Pyruvic acid (PA) is an atmospherically relevant organic compound that belongs to the family of keto acids, molecules that contain both a carbonyl and a carboxylic moiety and whose reactivity is suggested to contribute to the formation of secondary organic aerosols (SOAs) in the atmosphere [1]. The photochemistry of PA has received a great deal of attention due to it being its primary atmospheric sink, with stark differences observed when PA is in the gas phase or in an aqueous environment. In the gas phase, PA photochemistry is primarily driven by singlet states [2], although experimental evidence suggests that triplet states may still contribute to the formation of specific photoproducts [3]. Conversely, triplet pathways appear to dominate the photochemical reactivity of the molecule in aqueous phase [4], giving rise to different photoproducts. Despite the advances in the understanding of the photochemistry of PA, the underlying chemical mechanisms governing the photochemistry of the system remain unclear.

Recently, we have focused on studying the light-induced reactivity of PA using computational methods, in direct collaboration with experimental spectroscopists, to rationalise the phase-dependency of the photochemistry of this molecule. The computational approaches employed include static explorations of the ground and excited states potential energy surfaces of PA, which involve the determination of critical points and connected pathways between them, conformational analyses to establish the most relevant conformers of the molecule in gas and aqueous phases, and the obtention of absorption properties and vibrationally resolved photoelectron spectra.

In this contribution, we will discuss the main computational analyses carried out in a recent study in which we combined anion photoelectron spectroscopy and computational photochemistry to accurately determine the energy gap between the lowest singlet and triplet excited states of the molecule in the gas phase, a key quantity for understanding the photochemistry of the molecule that has remained elusive until now [5]. Furthermore, we will comment on the effect of aqueous solvation on the excited-state properties of the system. The results presented here will contribute to having a better understanding of why the light-induced reactivity of PA changes significantly from the gas phase to an aqueous environment and, ultimately, will help to assess the role and fate of this molecule in the atmosphere.

References:

[1] Rapf, R. J.; Perkins, R. J.; Carpenter, B. K.; Vaida, V. J. Phys. Chem. A 2017, 121 (22), 4272–4282.
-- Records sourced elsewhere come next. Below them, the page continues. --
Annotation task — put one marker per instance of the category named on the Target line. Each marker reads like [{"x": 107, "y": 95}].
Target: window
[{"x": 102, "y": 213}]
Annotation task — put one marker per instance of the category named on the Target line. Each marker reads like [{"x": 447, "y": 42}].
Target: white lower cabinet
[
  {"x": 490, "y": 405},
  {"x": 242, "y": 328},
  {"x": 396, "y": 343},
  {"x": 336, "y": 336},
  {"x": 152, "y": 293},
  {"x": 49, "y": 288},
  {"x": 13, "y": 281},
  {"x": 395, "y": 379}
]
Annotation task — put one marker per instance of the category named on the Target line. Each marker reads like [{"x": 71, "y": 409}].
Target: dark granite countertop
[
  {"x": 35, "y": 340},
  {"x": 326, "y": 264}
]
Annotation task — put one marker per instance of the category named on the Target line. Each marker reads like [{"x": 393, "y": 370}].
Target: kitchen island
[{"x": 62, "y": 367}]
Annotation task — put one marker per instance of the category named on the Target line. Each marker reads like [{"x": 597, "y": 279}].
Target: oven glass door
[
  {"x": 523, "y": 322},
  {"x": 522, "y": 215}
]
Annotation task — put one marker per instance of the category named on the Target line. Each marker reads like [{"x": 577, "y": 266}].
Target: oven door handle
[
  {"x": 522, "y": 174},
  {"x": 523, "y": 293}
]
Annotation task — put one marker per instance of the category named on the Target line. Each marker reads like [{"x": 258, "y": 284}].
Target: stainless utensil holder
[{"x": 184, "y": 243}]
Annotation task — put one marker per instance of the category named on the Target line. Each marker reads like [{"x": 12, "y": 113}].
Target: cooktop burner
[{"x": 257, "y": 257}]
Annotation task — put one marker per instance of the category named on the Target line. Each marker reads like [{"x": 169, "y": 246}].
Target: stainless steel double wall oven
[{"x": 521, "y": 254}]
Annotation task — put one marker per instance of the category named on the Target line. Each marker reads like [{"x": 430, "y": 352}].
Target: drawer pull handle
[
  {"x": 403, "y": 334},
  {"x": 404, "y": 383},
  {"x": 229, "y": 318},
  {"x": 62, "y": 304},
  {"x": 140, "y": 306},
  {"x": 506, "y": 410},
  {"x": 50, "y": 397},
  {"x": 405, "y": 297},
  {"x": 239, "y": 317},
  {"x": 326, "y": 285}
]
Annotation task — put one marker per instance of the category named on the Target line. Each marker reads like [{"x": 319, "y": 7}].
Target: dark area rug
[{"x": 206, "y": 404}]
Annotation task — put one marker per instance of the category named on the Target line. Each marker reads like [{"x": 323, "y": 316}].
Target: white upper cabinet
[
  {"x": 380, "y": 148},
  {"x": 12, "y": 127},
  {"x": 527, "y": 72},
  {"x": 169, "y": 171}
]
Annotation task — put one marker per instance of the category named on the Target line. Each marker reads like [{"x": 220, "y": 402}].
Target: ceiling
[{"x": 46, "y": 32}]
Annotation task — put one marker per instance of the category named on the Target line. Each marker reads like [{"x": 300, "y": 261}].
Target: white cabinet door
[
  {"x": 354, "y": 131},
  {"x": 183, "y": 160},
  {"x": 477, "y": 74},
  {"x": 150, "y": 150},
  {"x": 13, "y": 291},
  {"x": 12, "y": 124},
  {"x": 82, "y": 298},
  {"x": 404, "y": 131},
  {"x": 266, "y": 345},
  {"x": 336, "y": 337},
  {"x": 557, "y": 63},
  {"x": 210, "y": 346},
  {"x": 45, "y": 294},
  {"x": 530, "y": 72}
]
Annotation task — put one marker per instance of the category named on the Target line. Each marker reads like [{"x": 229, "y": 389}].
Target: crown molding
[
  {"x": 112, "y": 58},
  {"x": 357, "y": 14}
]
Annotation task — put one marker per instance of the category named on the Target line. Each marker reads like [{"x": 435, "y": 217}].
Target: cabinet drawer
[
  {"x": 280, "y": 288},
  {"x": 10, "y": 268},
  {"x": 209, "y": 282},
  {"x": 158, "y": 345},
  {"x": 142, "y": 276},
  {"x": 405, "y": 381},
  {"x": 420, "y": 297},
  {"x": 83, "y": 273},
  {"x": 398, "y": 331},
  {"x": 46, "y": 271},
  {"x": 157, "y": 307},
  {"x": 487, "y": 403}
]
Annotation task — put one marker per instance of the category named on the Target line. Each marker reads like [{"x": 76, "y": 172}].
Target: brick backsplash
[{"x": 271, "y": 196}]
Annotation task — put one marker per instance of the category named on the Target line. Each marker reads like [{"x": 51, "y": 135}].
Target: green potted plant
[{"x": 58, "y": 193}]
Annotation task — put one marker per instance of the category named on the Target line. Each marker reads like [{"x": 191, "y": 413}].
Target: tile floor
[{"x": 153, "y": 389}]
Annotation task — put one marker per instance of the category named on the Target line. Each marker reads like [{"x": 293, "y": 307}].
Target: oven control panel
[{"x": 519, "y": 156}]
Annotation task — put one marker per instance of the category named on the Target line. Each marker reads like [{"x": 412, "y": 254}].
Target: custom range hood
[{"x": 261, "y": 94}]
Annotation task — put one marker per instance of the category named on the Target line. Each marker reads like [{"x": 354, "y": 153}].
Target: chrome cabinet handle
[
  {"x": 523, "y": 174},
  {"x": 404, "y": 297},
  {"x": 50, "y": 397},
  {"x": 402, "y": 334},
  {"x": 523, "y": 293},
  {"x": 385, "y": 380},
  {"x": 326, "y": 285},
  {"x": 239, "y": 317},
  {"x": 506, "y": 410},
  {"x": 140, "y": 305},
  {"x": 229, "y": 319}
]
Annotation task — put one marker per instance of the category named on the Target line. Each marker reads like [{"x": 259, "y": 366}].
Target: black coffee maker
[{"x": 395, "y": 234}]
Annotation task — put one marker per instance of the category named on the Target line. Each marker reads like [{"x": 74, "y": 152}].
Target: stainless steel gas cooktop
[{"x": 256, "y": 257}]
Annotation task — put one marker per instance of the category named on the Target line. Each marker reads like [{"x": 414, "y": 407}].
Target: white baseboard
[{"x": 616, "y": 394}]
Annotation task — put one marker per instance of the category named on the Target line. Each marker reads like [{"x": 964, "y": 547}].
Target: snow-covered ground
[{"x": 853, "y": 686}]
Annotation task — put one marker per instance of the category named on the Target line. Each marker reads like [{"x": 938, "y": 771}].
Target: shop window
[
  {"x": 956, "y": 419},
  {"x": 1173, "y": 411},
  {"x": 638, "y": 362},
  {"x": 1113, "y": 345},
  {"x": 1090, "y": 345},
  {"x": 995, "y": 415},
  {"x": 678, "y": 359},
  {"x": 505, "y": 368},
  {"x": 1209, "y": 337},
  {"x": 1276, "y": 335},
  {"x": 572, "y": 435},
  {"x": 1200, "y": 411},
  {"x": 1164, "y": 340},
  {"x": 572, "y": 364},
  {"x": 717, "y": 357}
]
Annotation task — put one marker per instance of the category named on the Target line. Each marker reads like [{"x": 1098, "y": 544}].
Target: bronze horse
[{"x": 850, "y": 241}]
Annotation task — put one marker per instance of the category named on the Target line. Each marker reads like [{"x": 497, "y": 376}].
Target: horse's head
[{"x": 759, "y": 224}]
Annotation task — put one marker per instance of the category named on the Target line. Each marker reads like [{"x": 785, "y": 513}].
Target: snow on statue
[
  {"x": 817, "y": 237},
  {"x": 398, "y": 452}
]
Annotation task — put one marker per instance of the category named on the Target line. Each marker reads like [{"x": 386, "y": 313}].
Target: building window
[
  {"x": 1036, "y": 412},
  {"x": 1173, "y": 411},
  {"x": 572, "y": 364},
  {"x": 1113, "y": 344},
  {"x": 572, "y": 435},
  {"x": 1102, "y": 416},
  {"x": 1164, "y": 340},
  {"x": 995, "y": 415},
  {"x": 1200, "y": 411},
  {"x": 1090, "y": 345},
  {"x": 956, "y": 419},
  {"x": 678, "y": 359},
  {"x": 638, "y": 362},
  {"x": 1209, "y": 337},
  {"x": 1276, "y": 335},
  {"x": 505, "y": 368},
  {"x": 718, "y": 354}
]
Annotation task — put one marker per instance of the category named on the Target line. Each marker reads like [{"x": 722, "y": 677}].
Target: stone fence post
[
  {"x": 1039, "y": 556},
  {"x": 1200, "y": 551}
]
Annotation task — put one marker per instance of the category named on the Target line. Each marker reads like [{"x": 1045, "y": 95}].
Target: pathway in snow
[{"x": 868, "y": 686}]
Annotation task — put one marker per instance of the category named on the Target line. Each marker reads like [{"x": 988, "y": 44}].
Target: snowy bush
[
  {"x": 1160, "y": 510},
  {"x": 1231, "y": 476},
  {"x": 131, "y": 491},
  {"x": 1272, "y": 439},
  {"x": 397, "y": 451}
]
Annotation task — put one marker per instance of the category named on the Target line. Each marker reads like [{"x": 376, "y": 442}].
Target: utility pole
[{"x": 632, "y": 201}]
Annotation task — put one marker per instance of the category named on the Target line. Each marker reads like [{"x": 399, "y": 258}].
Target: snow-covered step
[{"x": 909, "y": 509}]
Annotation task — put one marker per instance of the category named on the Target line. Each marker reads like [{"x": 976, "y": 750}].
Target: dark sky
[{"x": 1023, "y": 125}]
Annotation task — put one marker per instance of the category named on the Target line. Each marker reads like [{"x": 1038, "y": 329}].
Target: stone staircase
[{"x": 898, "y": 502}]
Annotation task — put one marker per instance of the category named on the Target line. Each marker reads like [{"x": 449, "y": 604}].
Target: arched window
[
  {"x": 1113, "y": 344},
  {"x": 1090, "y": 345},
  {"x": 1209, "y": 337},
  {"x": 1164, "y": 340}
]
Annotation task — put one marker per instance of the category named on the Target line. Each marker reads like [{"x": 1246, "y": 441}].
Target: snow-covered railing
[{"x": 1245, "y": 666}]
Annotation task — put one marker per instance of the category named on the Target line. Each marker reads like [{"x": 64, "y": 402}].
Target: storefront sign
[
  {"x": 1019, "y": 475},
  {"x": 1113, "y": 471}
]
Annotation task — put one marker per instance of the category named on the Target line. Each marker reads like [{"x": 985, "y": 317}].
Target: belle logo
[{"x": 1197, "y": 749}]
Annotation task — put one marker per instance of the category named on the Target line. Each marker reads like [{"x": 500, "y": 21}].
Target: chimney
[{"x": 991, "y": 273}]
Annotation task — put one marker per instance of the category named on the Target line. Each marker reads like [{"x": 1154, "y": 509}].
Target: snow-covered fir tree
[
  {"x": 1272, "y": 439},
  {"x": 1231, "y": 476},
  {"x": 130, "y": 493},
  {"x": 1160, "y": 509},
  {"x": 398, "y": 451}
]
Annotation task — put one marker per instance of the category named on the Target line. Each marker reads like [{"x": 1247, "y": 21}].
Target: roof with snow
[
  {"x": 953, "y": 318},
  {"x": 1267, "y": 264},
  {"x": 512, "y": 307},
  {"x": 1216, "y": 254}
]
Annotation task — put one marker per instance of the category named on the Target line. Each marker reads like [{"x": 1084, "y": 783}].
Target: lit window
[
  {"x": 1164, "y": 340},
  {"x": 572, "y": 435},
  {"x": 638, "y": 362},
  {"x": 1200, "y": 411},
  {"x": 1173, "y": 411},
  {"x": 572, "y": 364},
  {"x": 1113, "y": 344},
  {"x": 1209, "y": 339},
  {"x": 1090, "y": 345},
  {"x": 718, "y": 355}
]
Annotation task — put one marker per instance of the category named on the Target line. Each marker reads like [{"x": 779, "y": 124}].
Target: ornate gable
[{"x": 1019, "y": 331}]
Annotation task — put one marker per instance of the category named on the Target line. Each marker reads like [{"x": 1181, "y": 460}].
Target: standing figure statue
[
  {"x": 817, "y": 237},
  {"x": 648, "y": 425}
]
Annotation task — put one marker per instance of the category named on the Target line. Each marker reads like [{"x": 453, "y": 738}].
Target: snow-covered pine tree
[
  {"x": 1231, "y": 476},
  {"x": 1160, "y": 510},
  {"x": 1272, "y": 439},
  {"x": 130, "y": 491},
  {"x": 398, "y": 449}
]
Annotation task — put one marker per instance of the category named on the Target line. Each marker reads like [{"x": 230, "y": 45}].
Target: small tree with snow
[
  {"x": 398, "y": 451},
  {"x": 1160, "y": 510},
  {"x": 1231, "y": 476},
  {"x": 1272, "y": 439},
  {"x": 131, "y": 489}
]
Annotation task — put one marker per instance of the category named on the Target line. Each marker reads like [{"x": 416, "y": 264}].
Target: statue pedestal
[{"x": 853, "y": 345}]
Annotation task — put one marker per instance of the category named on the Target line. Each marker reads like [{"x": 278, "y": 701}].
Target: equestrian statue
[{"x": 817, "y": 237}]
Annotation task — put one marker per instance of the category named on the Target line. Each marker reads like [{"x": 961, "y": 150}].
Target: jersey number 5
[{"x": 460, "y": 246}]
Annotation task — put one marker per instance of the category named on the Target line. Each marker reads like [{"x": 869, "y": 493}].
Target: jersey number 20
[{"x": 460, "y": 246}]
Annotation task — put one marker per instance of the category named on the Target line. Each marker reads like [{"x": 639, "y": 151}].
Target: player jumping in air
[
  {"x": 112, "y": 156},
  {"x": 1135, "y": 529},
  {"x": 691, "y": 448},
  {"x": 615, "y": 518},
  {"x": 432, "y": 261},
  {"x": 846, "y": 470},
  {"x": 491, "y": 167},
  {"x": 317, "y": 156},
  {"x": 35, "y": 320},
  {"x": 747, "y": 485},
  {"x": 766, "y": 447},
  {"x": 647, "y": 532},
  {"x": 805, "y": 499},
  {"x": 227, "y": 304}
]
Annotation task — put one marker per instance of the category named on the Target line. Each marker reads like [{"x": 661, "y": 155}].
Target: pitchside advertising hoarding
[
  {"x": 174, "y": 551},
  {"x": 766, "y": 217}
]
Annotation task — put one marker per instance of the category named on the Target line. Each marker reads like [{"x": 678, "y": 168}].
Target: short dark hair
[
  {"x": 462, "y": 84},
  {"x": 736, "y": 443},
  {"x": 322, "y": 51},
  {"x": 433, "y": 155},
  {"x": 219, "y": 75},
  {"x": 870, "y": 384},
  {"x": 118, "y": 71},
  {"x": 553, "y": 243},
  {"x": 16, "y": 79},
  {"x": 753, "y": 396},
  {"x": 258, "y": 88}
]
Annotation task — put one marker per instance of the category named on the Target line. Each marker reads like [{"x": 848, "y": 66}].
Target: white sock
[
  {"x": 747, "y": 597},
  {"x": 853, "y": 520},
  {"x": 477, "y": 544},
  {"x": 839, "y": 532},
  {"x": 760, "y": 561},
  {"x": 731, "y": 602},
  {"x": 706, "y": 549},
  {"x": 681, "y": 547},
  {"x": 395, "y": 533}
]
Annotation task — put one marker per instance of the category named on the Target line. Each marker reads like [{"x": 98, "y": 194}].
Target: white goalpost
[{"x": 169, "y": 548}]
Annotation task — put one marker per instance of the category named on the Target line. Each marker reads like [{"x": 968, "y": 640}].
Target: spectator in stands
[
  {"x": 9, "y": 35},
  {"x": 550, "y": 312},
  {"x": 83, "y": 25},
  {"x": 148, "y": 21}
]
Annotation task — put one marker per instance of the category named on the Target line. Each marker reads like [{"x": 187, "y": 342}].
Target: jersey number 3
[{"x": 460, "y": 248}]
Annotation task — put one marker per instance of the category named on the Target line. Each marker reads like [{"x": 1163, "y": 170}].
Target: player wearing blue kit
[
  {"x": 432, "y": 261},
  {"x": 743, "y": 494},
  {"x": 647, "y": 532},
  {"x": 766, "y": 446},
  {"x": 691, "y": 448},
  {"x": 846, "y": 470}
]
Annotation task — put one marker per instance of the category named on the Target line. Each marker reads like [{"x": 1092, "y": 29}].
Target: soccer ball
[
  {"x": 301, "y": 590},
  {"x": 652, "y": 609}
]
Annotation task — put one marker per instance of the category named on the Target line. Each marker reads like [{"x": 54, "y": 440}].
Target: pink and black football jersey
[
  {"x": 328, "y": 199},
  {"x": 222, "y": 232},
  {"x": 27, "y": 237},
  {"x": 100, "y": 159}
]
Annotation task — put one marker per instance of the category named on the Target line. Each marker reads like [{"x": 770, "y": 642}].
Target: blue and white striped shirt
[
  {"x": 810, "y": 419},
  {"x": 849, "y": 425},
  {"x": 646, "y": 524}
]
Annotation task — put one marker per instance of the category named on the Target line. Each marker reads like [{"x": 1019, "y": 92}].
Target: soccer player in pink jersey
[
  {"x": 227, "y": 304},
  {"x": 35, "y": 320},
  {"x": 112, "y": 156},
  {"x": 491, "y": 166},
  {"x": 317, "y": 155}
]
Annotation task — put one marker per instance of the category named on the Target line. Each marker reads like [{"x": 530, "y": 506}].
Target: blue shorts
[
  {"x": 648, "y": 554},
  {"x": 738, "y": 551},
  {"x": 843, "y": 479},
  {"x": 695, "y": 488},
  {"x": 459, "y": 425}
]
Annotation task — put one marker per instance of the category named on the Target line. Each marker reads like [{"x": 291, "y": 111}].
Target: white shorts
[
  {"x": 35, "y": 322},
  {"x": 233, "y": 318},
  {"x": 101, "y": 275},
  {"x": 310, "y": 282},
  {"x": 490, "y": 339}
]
[2] Hutton, L.; Curchod, B. F. E. ChemPhotoChem. 2022, 6 (11), e202200151.

[3] Sauer, L. J.; Davis, H. F. J. Phys. Chem. Lett. 2025, 16 (15), 3721– 3726.

[4] Griffith, E. C.; Carpenter, B. K.; Shoemaker, R. K.; Vaida, V. Proc. Natl. Acad. Sci. U. S. A. 2013, 110 (29), 11714– 11719.

[5] Burrow, E. M.; Carmona-García, J.; Clarke, C. J.; Curchod, B. F. E.; Verlet, J. R. R. J. Am. Chem. Soc. 2025, 147 (41), 36987-36991.